Dr. King said that he couldn’t make a man love him but he could see that laws were passed so that he couldn’t lynch him. That is common sense. That is the purpose of government.

If anything can redeem the insanity of Orlando it is this.

  1. To recognize that marginalized people will always be easy targets for hatred. LBGT, and every other minority community, have long suffered, and will continue to suffer, even as they have striven so long to gain a voice, an identity, and claim their civil rights. No one in that club did a damn thing to deserve what happened and that couple in Miami had every right to kiss in public. That’s what people do in Miami! The problem existed ONLY in the shooter’s mind and his failure to process his own thoughts and feelings.
  2. To enact and enforce common sense federal laws that restrict, reduce, and eliminate the on-going proliferation of weapons of mass destruction in our country. Australia and others have done it. We can too. We have to replace common $en$e with common sense.
  3. Religious communities have to continue to name and reject idolatry within our own ranks. As a Christian, I have to give that the “What would Jesus have me do?” test. That begins for me by looking at what Jesus actually did. He didn’t criticize the religion of the woman at the well although his own faith wouldn’t have allowed him to even have a conversation with her. And yes, Peter had a sword when Jesus was arrested. Jesus told Peter to put the sword away and he healed the ear of the man Peter lashed out at. As a follower of Jesus, I am against civilians using weapons to do violence against others. I am against promoting hate, mistrust, and mischaracterization of other religions.

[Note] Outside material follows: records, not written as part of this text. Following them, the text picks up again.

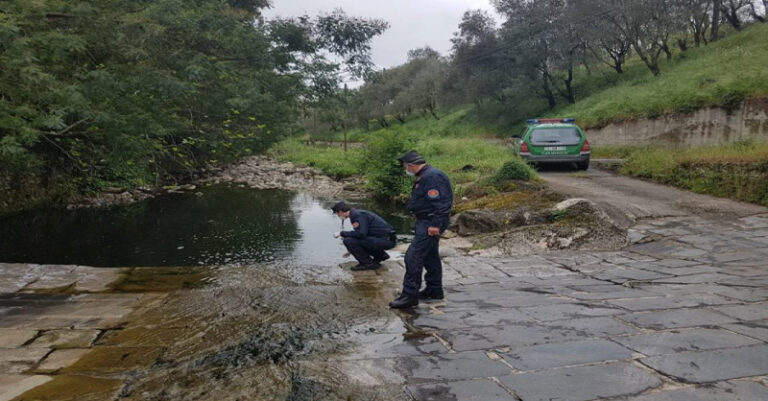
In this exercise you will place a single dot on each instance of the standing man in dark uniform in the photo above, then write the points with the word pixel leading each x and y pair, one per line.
pixel 370 237
pixel 431 202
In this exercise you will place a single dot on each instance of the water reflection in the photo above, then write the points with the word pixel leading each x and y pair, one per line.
pixel 227 225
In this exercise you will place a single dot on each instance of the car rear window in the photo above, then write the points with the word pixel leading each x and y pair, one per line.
pixel 555 136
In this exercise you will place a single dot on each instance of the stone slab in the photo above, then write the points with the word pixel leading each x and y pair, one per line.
pixel 494 337
pixel 114 359
pixel 657 303
pixel 757 329
pixel 582 383
pixel 60 359
pixel 18 360
pixel 670 342
pixel 65 339
pixel 467 390
pixel 594 326
pixel 733 391
pixel 12 386
pixel 567 311
pixel 14 338
pixel 711 366
pixel 75 388
pixel 570 353
pixel 677 318
pixel 745 312
pixel 456 320
pixel 462 365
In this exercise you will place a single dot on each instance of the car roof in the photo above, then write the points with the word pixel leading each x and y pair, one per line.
pixel 553 125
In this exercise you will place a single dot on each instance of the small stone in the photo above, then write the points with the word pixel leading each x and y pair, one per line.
pixel 60 359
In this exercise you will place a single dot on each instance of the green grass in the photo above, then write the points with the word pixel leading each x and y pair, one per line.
pixel 449 154
pixel 720 74
pixel 333 161
pixel 456 122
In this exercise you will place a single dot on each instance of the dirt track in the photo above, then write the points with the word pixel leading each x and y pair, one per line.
pixel 628 200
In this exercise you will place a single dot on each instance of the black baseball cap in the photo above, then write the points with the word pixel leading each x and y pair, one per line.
pixel 341 207
pixel 412 157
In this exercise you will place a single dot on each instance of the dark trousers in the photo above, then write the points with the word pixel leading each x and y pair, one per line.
pixel 369 249
pixel 423 254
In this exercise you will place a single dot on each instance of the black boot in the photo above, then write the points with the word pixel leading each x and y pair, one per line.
pixel 368 266
pixel 431 294
pixel 404 301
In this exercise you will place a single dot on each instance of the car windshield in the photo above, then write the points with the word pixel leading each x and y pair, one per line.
pixel 555 136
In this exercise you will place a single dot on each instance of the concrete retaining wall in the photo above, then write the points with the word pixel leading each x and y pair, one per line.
pixel 710 126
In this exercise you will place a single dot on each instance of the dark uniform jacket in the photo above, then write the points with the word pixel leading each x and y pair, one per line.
pixel 367 224
pixel 431 196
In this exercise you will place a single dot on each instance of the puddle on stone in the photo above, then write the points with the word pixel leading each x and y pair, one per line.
pixel 256 332
pixel 73 388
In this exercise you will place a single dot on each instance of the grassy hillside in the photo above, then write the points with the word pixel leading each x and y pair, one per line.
pixel 722 74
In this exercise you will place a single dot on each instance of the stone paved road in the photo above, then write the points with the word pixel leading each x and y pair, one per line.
pixel 681 314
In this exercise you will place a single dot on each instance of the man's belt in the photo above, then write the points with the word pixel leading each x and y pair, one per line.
pixel 429 216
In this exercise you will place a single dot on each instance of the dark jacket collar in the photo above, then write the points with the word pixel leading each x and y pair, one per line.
pixel 423 170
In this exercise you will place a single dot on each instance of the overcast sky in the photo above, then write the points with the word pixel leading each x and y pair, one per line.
pixel 413 23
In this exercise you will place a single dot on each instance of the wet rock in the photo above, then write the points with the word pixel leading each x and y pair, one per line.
pixel 475 222
pixel 261 172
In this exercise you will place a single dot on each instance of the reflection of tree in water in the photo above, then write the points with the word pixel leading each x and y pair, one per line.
pixel 226 225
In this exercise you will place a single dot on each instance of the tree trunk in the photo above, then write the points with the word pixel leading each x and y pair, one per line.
pixel 732 16
pixel 570 96
pixel 714 33
pixel 665 48
pixel 546 86
pixel 755 15
pixel 651 63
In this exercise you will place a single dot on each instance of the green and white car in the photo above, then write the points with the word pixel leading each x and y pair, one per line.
pixel 553 140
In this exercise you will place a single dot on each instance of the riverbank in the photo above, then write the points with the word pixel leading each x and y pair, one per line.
pixel 681 315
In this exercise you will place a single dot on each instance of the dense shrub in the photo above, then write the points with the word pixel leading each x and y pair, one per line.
pixel 386 177
pixel 514 169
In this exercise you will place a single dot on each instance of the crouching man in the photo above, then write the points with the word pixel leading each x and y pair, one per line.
pixel 370 238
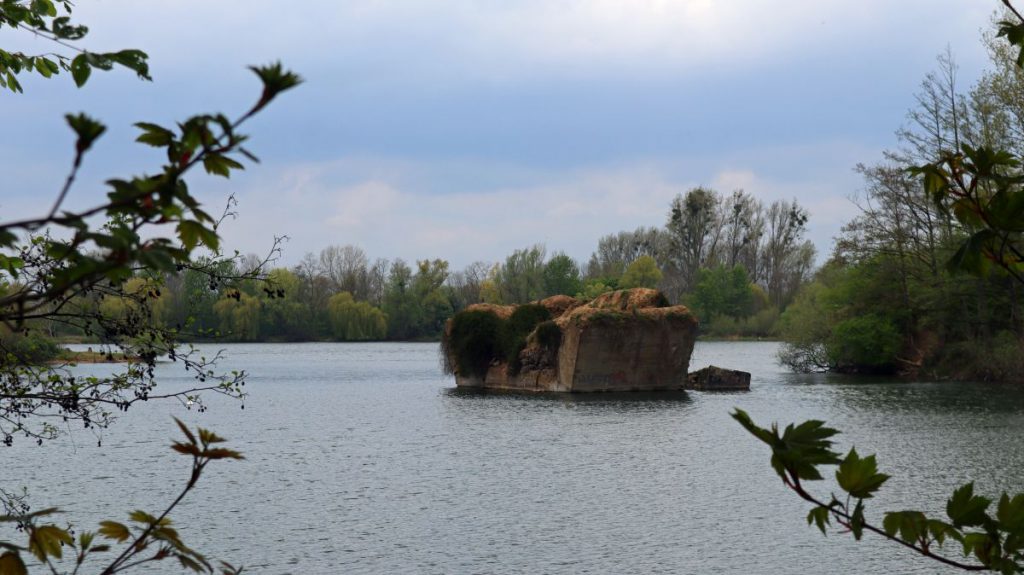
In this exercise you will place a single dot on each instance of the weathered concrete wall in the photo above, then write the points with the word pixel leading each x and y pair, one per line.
pixel 624 341
pixel 645 349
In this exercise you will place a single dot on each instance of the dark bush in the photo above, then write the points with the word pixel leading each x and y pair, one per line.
pixel 515 329
pixel 864 344
pixel 32 349
pixel 472 343
pixel 549 336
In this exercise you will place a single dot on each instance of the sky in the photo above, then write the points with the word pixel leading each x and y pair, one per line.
pixel 466 129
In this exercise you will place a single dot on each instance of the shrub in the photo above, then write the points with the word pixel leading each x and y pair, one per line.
pixel 866 343
pixel 472 343
pixel 31 349
pixel 549 336
pixel 514 330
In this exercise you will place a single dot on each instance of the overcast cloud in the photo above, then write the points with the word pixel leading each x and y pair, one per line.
pixel 465 129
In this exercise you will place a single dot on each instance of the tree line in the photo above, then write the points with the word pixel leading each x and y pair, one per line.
pixel 894 297
pixel 732 259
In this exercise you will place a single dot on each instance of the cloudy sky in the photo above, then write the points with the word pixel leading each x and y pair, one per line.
pixel 464 129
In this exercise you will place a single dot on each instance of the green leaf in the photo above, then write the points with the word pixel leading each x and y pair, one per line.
pixel 141 517
pixel 910 525
pixel 80 70
pixel 1011 513
pixel 967 510
pixel 11 564
pixel 114 530
pixel 44 7
pixel 857 520
pixel 192 233
pixel 971 257
pixel 46 540
pixel 858 476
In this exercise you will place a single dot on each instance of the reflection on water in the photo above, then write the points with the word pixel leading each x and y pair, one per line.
pixel 364 458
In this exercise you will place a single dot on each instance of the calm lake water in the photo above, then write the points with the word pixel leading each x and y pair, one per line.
pixel 364 458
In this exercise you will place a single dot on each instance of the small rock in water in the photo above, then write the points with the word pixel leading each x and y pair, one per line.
pixel 715 379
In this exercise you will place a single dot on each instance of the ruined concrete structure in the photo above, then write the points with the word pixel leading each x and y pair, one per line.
pixel 631 340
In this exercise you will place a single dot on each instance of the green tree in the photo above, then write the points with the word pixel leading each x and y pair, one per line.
pixel 982 188
pixel 54 267
pixel 355 321
pixel 722 292
pixel 642 272
pixel 561 275
pixel 239 316
pixel 521 276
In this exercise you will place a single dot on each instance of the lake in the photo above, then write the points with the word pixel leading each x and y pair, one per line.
pixel 364 458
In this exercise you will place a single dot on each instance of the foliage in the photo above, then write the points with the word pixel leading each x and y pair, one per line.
pixel 57 267
pixel 642 272
pixel 472 342
pixel 549 336
pixel 146 538
pixel 722 292
pixel 761 324
pixel 561 276
pixel 992 537
pixel 28 349
pixel 596 286
pixel 520 277
pixel 864 343
pixel 51 19
pixel 355 321
pixel 514 330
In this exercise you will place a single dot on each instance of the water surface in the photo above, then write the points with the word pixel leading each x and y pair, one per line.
pixel 363 458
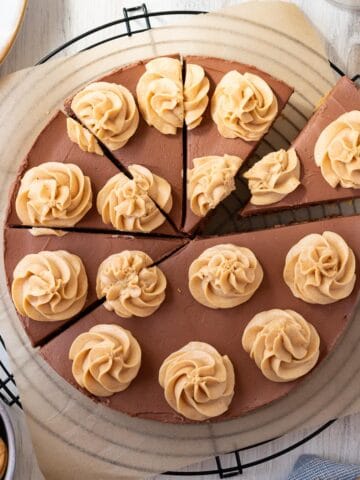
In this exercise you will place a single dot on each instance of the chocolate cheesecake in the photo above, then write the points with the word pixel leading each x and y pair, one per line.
pixel 54 145
pixel 124 303
pixel 90 247
pixel 314 188
pixel 205 139
pixel 181 319
pixel 161 154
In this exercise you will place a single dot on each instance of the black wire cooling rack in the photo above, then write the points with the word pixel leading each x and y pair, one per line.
pixel 8 391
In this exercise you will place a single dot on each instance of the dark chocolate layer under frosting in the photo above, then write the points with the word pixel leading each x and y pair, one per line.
pixel 181 319
pixel 53 145
pixel 205 139
pixel 90 247
pixel 344 97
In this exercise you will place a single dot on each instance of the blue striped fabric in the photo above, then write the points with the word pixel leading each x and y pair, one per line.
pixel 310 467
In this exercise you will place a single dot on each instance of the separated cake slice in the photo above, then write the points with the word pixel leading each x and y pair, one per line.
pixel 143 134
pixel 229 107
pixel 216 287
pixel 323 164
pixel 52 289
pixel 62 184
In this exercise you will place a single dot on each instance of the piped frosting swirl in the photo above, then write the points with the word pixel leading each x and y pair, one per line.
pixel 282 343
pixel 196 88
pixel 49 286
pixel 273 177
pixel 105 360
pixel 131 285
pixel 109 111
pixel 198 382
pixel 210 181
pixel 53 194
pixel 224 276
pixel 337 151
pixel 243 106
pixel 160 95
pixel 128 204
pixel 320 269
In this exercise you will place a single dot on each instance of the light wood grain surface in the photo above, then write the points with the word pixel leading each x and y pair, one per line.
pixel 50 23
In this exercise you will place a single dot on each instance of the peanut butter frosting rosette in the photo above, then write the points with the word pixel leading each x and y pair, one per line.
pixel 282 343
pixel 160 95
pixel 198 382
pixel 109 111
pixel 53 194
pixel 126 203
pixel 225 276
pixel 49 286
pixel 243 106
pixel 82 137
pixel 106 359
pixel 337 151
pixel 130 284
pixel 273 177
pixel 196 88
pixel 320 268
pixel 210 181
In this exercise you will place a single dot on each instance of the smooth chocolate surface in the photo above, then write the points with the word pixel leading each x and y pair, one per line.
pixel 90 247
pixel 162 154
pixel 205 139
pixel 344 97
pixel 54 145
pixel 181 319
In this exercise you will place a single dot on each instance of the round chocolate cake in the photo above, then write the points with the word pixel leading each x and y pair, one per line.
pixel 106 262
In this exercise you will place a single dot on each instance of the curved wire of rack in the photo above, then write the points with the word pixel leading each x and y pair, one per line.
pixel 8 392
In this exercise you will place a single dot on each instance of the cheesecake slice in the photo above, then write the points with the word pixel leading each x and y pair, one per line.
pixel 206 140
pixel 314 188
pixel 160 153
pixel 92 249
pixel 182 319
pixel 54 145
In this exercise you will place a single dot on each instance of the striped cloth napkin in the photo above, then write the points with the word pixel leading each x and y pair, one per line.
pixel 310 467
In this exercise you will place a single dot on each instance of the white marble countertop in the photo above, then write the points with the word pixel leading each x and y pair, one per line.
pixel 50 23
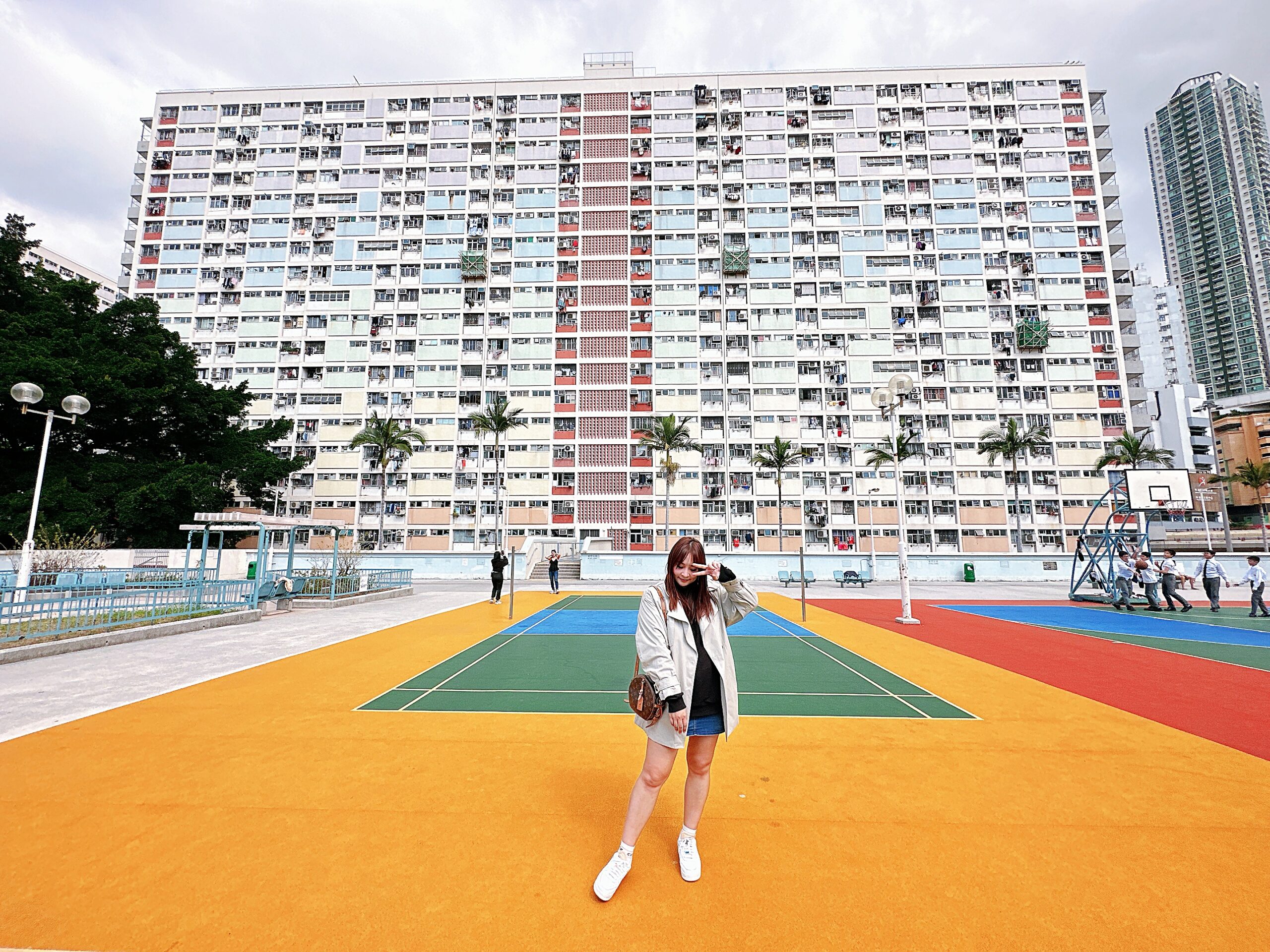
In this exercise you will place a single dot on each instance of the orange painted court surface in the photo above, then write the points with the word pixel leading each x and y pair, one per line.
pixel 264 812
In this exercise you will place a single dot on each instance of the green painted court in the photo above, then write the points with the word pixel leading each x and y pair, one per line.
pixel 577 655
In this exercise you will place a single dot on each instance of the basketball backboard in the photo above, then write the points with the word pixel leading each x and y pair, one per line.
pixel 1159 490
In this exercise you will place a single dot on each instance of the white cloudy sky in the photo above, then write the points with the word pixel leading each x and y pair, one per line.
pixel 79 73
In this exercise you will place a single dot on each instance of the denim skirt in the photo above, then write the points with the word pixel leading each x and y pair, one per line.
pixel 709 725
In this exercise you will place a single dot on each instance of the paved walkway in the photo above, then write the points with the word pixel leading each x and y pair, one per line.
pixel 49 691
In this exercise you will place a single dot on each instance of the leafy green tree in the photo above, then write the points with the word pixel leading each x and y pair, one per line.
pixel 779 456
pixel 906 447
pixel 388 440
pixel 1135 451
pixel 497 420
pixel 158 446
pixel 1013 443
pixel 1255 476
pixel 668 436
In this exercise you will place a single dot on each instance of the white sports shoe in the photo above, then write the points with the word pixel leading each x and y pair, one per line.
pixel 611 876
pixel 690 860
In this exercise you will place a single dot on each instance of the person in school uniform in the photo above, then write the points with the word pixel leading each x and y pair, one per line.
pixel 1257 579
pixel 1210 574
pixel 1123 582
pixel 1169 578
pixel 1150 579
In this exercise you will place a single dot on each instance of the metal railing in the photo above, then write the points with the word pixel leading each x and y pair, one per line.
pixel 53 611
pixel 107 578
pixel 316 583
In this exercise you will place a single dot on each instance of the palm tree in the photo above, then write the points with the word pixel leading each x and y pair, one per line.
pixel 1131 451
pixel 779 456
pixel 385 437
pixel 1012 442
pixel 668 436
pixel 496 419
pixel 1255 476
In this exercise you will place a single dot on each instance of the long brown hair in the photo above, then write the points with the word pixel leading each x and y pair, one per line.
pixel 697 595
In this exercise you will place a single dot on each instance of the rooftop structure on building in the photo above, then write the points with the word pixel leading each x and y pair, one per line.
pixel 1210 168
pixel 63 266
pixel 752 252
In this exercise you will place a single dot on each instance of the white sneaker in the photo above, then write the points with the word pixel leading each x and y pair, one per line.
pixel 611 876
pixel 690 860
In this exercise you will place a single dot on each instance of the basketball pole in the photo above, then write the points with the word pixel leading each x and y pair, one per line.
pixel 802 582
pixel 511 588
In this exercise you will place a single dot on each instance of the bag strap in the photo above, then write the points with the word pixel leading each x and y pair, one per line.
pixel 666 619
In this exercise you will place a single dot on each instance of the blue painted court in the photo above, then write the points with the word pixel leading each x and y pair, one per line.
pixel 563 621
pixel 577 655
pixel 1196 626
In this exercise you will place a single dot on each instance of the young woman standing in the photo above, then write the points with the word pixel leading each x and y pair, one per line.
pixel 683 644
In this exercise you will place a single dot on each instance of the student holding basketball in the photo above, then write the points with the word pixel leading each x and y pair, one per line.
pixel 681 640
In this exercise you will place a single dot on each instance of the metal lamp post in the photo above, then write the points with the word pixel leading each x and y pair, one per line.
pixel 873 538
pixel 888 400
pixel 75 405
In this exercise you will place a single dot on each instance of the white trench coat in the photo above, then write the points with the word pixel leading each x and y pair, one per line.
pixel 668 653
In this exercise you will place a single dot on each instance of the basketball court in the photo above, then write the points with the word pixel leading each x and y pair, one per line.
pixel 456 782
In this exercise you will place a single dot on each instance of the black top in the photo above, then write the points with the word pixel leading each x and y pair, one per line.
pixel 706 681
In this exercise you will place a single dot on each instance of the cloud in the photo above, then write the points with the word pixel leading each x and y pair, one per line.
pixel 79 74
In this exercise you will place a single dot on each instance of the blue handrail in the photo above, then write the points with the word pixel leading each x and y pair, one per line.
pixel 50 611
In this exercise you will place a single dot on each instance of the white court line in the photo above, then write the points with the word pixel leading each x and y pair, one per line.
pixel 597 691
pixel 858 673
pixel 484 656
pixel 402 686
pixel 628 714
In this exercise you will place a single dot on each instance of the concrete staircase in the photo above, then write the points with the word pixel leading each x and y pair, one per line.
pixel 571 570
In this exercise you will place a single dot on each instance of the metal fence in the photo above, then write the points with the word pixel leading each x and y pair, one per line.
pixel 314 583
pixel 51 611
pixel 85 602
pixel 106 578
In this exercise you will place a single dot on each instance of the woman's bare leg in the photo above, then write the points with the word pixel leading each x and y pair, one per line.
pixel 697 789
pixel 658 761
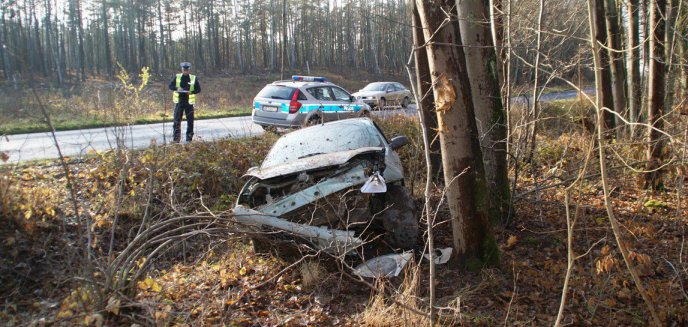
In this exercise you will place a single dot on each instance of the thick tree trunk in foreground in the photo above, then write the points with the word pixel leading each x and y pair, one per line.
pixel 474 242
pixel 482 67
pixel 656 84
pixel 424 88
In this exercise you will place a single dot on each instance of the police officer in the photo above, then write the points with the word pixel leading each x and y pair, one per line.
pixel 185 87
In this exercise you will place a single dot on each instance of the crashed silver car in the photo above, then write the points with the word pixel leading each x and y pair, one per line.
pixel 331 184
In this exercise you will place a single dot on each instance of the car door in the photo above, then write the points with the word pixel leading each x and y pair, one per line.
pixel 342 100
pixel 324 101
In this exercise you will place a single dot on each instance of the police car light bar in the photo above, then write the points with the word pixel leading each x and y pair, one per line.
pixel 298 78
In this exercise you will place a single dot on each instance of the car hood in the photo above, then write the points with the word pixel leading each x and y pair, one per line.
pixel 309 163
pixel 368 93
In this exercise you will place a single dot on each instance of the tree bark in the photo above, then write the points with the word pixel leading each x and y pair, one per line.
pixel 605 91
pixel 616 58
pixel 473 239
pixel 424 88
pixel 482 68
pixel 656 85
pixel 635 93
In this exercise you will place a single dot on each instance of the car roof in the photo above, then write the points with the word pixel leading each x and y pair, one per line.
pixel 300 83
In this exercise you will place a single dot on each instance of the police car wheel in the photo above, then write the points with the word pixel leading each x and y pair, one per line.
pixel 404 103
pixel 270 129
pixel 314 120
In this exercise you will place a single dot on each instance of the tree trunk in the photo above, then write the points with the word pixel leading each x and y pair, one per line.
pixel 163 49
pixel 616 57
pixel 635 93
pixel 605 91
pixel 656 85
pixel 424 87
pixel 80 30
pixel 473 239
pixel 481 63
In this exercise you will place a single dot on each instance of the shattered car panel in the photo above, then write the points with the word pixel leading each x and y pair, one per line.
pixel 313 177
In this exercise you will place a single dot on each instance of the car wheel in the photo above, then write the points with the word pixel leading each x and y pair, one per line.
pixel 399 217
pixel 270 129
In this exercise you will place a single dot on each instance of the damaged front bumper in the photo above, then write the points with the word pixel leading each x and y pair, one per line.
pixel 332 241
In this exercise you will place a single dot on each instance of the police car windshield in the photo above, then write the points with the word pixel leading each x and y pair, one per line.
pixel 279 92
pixel 322 140
pixel 375 87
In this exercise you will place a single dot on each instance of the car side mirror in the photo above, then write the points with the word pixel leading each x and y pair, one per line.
pixel 398 142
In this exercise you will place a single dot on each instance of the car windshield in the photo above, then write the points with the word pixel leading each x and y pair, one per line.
pixel 279 92
pixel 375 87
pixel 323 139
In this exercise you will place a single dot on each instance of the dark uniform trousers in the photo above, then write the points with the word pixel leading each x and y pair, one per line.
pixel 179 109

Full disclosure: I have a concealed handgun permit issued by the state of Texas. I got it anticipating a motorcycle trip to Alaska and I was afraid of animals. I bought a handgun. Then I bought another. Because of Canada’s seriously restrictive laws against bringing guns across the border, I left my gun at home.

Even as I took the class to get the permit, I already knew the statistics. If I brought a hand gun into my home the overwhelming facts say that the people most in danger from that gun would be my family or myself.

Then came the slaughter at Sandy Hook and I had enough. I announced to my congregation that I would getting out of the gun culture. I brought my guns to a local gun shop and left them on the counter. The guy behind the counter asked what I was doing and I told him, “I’m not leaving with these. You can do whatever you want with them.”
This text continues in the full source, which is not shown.